Western blots of BMI1, EED, and RYBP knockdown in MSCs. Western blots of beta-actin were used to demonstrate equal loading of samples. (B) qRT-PCR results p16/Arf and vimentin in the 3 different BMI1 knockdown cells (Bmi1(a), Bmi1(b), Bmi1(ab), EED knockdown cells (Eed(a), Eed(b), Eed(ab)), and RYBP knockdown cells (RYBP(a), RYBP(b), RYBP(ab)). (C) Luciferase activity of pLuc, YY1pLuc, and D11.12 in the scrambled, BMI1, SUZ12, and RYBP knockdown cells. Data are represented as mean +/−SEM. See Figure S4 for HOXD11-D13 expression levels in the knockdown cells.

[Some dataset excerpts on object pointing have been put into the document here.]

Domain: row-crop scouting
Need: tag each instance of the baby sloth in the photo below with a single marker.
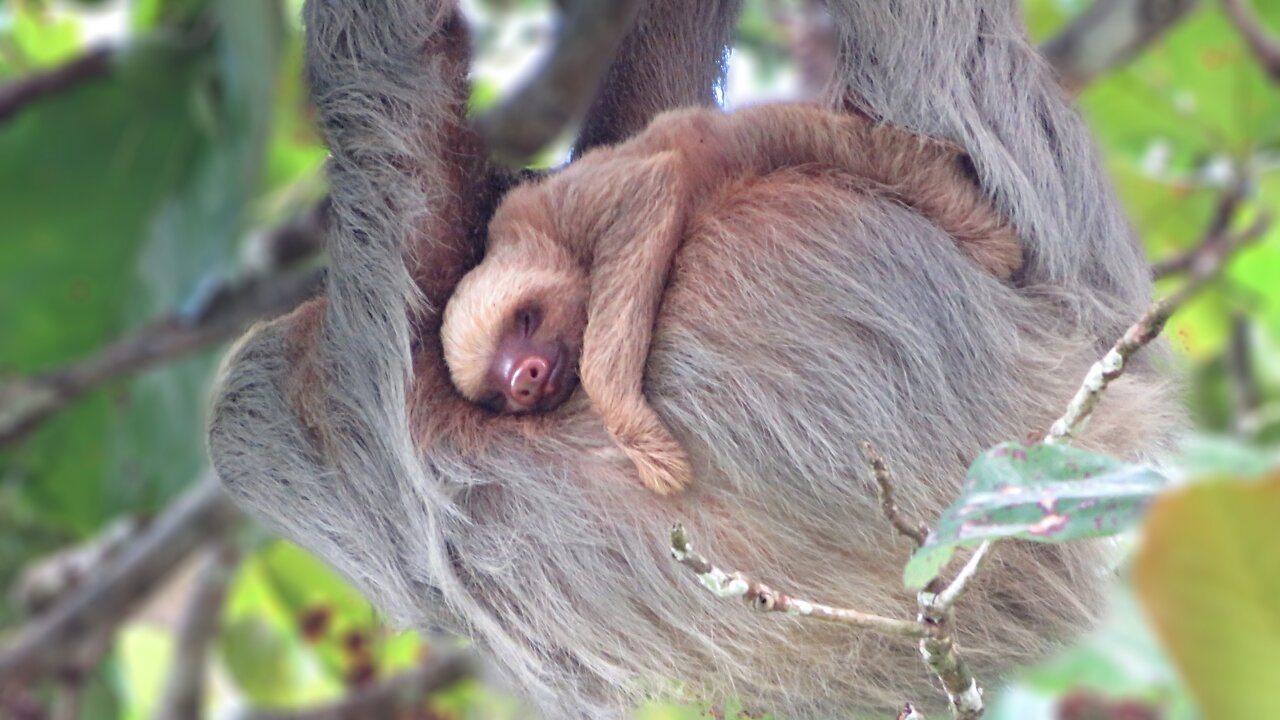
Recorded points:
(576, 264)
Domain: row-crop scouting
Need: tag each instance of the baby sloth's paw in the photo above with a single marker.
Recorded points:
(663, 469)
(659, 460)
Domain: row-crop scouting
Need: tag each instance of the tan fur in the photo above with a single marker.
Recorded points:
(615, 219)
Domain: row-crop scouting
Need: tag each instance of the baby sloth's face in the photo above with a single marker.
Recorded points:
(512, 335)
(533, 367)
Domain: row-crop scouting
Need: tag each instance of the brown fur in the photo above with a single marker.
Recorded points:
(592, 246)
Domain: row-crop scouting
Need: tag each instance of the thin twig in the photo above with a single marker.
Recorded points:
(562, 91)
(19, 94)
(768, 600)
(1147, 328)
(909, 712)
(1239, 365)
(106, 597)
(942, 656)
(947, 597)
(917, 532)
(400, 696)
(184, 691)
(1265, 46)
(26, 402)
(1219, 241)
(1107, 35)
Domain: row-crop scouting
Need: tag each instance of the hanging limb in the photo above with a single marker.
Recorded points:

Figure 5. D11.12 repression is maintained when MSCs are differentiated into adipocytes

(A) D11.12 construct in the stable cell lines. FRT sites flank D11.12 and insulators flank the D11.12 construct. (B) qRT-PCR from adipocytes (Adi(+)) derived from MSCs carrying the stably integrated D11.12 luciferase construct and from BMI1, SUZ12, and RYBP knockdown Adi(+) cells shows PPAR-gamma, AdipoQ, CEBP-alpha, vimentin, DSC54, and brachyury were similarly expressed in the adipocytes and Adi(+) cells. (*) were not detectable. (C) Luciferase results from MSC(+), MSC(−), Adi(+) and Adi(−) cells normalized by beta-galactosidase measurements. Adi(+) cells infected with scrambled, BMI1, SUZ12, and RYBP lentiviruses were assayed in parallel. Data are represented as mean +/−SEM (D) Bar graphs represent results from ChIP-qPCR experiments for MSC(+), MSC(−), Adi(+), and Adi(−) cells for BMI1, SUZ12, H3, and H3K27me3 at the promoter and the luciferase gene. ChIP results represented as Normalized % Input were normalized for the % input of histone H3. (E) ChIP-qPCR results for Bmi1, Suz12, and H3K27me3 from Adi(+) cells and lentiviral control, BMI1, SUZ12, and RYBP knockdown derivatives. Data are represented as mean +/−SEM.

Figure 6. PcG proteins are enriched at the endogenous D11.12 in different cell types

ChIP-qPCR results of BMI1, SUZ12, YY1, H3, and H3K27me3 at the endogenous D11.12 region in MSCs. Results are represented as % input and were not normalized against histone H3. Data are represented as mean +/−SEM.